Why do modern Bengalis swear by MCBC?

Shivaji Dasgupta
03 Nov 2022
Why do modern Bengalis swear by MCBC?

Kolkata: Most folks in the NCR swear with MCBC but the Bengali has to be plainly different. So many, including my wife, choose to swear by MCBC, and that has nothing to do with our North Indian exile.

While being tempted to extend the foreplay, I will quickly unveil the dramatis personae. MCBC in the native lingo can well be assigned to Mutton, Chicken, Bhetki and Chingri – to prescribe the non-vegetarian menu card. For those not in the know, Bhetki is the uncontroversial river fish (no bones of contention), akin to Sea Bass and Chanak, while Chingri is the liberally extended family of prawns, from gigantic crayfish to miniature aspirants.
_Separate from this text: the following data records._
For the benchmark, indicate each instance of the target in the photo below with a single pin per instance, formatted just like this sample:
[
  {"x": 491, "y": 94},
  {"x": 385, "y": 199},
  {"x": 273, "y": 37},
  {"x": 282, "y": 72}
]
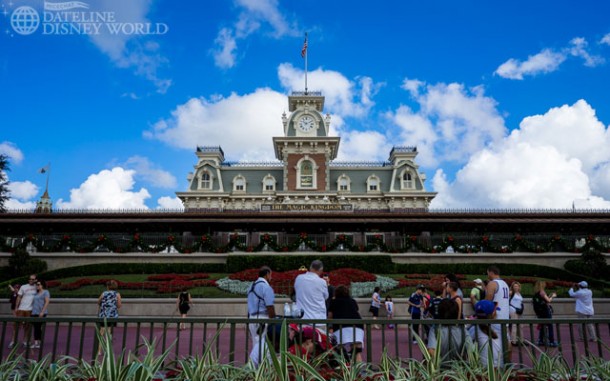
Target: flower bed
[
  {"x": 162, "y": 283},
  {"x": 362, "y": 283}
]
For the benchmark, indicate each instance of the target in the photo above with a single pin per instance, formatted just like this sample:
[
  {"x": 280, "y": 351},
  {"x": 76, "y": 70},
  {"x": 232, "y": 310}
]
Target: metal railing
[{"x": 230, "y": 342}]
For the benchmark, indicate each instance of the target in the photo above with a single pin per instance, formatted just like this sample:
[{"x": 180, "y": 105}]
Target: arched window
[
  {"x": 343, "y": 183},
  {"x": 407, "y": 180},
  {"x": 306, "y": 173},
  {"x": 269, "y": 184},
  {"x": 373, "y": 184},
  {"x": 206, "y": 180},
  {"x": 239, "y": 184}
]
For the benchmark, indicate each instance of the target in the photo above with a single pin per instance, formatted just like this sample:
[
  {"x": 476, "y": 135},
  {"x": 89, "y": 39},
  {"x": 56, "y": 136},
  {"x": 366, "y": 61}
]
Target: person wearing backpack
[
  {"x": 416, "y": 306},
  {"x": 261, "y": 305},
  {"x": 516, "y": 310},
  {"x": 544, "y": 310}
]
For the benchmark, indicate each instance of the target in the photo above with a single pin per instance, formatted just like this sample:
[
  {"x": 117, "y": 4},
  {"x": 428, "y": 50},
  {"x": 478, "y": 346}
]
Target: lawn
[{"x": 93, "y": 291}]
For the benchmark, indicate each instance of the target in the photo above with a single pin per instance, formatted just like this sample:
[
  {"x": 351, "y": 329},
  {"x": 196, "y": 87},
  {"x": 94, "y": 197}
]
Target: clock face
[{"x": 306, "y": 123}]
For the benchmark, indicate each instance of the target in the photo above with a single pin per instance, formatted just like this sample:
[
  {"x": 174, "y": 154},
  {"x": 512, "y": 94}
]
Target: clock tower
[{"x": 306, "y": 149}]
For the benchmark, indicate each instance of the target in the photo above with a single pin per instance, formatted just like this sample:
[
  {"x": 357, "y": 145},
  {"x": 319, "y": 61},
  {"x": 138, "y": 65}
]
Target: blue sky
[{"x": 506, "y": 101}]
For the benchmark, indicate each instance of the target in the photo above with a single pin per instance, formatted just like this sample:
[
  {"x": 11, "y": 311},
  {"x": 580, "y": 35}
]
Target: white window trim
[
  {"x": 314, "y": 181},
  {"x": 349, "y": 184},
  {"x": 235, "y": 181},
  {"x": 407, "y": 184},
  {"x": 210, "y": 181},
  {"x": 368, "y": 184},
  {"x": 274, "y": 185}
]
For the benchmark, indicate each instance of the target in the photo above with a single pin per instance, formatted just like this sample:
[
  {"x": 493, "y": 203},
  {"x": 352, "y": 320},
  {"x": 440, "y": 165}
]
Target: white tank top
[{"x": 501, "y": 298}]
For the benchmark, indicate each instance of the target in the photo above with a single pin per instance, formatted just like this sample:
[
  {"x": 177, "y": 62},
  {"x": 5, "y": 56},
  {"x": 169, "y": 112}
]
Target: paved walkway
[{"x": 230, "y": 345}]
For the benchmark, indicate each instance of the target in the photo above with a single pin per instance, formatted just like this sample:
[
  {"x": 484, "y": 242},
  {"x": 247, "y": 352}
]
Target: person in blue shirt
[{"x": 261, "y": 300}]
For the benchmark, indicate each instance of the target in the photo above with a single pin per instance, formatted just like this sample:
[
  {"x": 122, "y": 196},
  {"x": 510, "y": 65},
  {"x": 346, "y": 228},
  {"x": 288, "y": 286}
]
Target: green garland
[{"x": 268, "y": 242}]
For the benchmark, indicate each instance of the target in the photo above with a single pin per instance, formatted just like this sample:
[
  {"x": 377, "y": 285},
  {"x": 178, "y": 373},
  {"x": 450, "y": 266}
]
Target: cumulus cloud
[
  {"x": 131, "y": 51},
  {"x": 544, "y": 62},
  {"x": 170, "y": 203},
  {"x": 551, "y": 161},
  {"x": 254, "y": 15},
  {"x": 22, "y": 190},
  {"x": 578, "y": 48},
  {"x": 12, "y": 151},
  {"x": 548, "y": 60},
  {"x": 148, "y": 171},
  {"x": 363, "y": 146},
  {"x": 21, "y": 194},
  {"x": 108, "y": 189},
  {"x": 451, "y": 121},
  {"x": 242, "y": 124}
]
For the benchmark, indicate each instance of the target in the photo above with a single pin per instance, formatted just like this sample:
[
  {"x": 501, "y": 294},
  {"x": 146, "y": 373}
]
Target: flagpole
[{"x": 48, "y": 175}]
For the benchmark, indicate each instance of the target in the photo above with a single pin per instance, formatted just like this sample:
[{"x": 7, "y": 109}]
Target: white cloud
[
  {"x": 548, "y": 61},
  {"x": 131, "y": 51},
  {"x": 242, "y": 124},
  {"x": 549, "y": 162},
  {"x": 108, "y": 189},
  {"x": 363, "y": 146},
  {"x": 344, "y": 97},
  {"x": 224, "y": 56},
  {"x": 578, "y": 48},
  {"x": 544, "y": 62},
  {"x": 14, "y": 204},
  {"x": 451, "y": 123},
  {"x": 20, "y": 195},
  {"x": 148, "y": 172},
  {"x": 170, "y": 203},
  {"x": 12, "y": 151},
  {"x": 254, "y": 15},
  {"x": 412, "y": 86}
]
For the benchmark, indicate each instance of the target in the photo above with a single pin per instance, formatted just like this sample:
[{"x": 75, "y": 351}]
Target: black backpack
[{"x": 433, "y": 308}]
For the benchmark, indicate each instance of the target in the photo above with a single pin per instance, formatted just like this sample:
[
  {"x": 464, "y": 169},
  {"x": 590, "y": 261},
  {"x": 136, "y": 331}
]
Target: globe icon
[{"x": 25, "y": 20}]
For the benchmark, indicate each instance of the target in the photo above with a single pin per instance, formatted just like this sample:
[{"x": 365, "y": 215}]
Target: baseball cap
[{"x": 485, "y": 307}]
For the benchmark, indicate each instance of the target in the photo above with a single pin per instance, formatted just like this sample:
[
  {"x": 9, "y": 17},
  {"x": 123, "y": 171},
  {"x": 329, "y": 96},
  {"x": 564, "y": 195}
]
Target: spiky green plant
[
  {"x": 125, "y": 367},
  {"x": 45, "y": 370}
]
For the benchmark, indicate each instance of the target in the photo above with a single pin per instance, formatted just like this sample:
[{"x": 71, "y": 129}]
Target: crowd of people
[{"x": 316, "y": 299}]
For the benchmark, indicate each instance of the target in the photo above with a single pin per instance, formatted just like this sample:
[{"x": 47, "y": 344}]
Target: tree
[{"x": 4, "y": 191}]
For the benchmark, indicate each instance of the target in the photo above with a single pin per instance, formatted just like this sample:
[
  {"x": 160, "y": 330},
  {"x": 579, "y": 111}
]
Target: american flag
[{"x": 304, "y": 50}]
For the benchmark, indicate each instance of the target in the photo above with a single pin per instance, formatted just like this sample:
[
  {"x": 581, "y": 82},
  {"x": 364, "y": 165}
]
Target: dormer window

In a rather simplistic sense, Bhetki fillet and Chingri are the equivalent of T20 in the fish eater’s repertoire – easy to digest, painless to process with a guarantee to delight. But those in love with longer formats will insist on disarray, as the larger episodes' skills supersede the small game's frivolities. The takers for such refinement are sadly on the wane, aided by the alibi of missile-like bones, capable of multi-format termination, from choking to tetanus.

In my minor assessment, the test squad is clearly defined and Chetan Sharma is not quite necessary. Leading the pack is the elusive Hilsa, with levels of inflation surpassing even the tributes of delight. Earning the historical and often hysterical rites of passage is the bipolar Chitol, operating as a bony rapier as well as uninterrupted candy, depending on the choice of cuts. On a great day, the stylishly attired Pabda can play a charming knock, as can the temperamental Parshe, sometimes seafaring or otherwise river sourced. One cannot deny the silky stroke-making of the svelte Aar, quite like Azharuddin in Eden Gardens, or even the outspoken Koi, the signature ‘Horogouri’ uniquely combining combative temperaments.

But the absolute stunners, in my middle-class worldview, reside in the ODI ensemble, folks who are increasingly sandwiched in this binary universe of Test versus T20. Some can be viewed as bits and pieces performers, as per the original 50-over profile that won us the World Cup, while others have cemented their position through mere and sheer grit. The resilient Tilapia, for instance, is wonderfully articulate while being remarkably accessible, and the underdog Bata is not just a namesake but a tenacity-mate of the eponymous shoemaker. Shorputi, on a good day, can be a game changer while strains of Gurjali can act as an effective sheet anchor. Actually, the talent pool is quite formidable, with fellows like the Kirti Azad like Bhola creating important breakthroughs while Chara Pona can be sweeter than a rasgulla, if you can penetrate the turbulent passageways.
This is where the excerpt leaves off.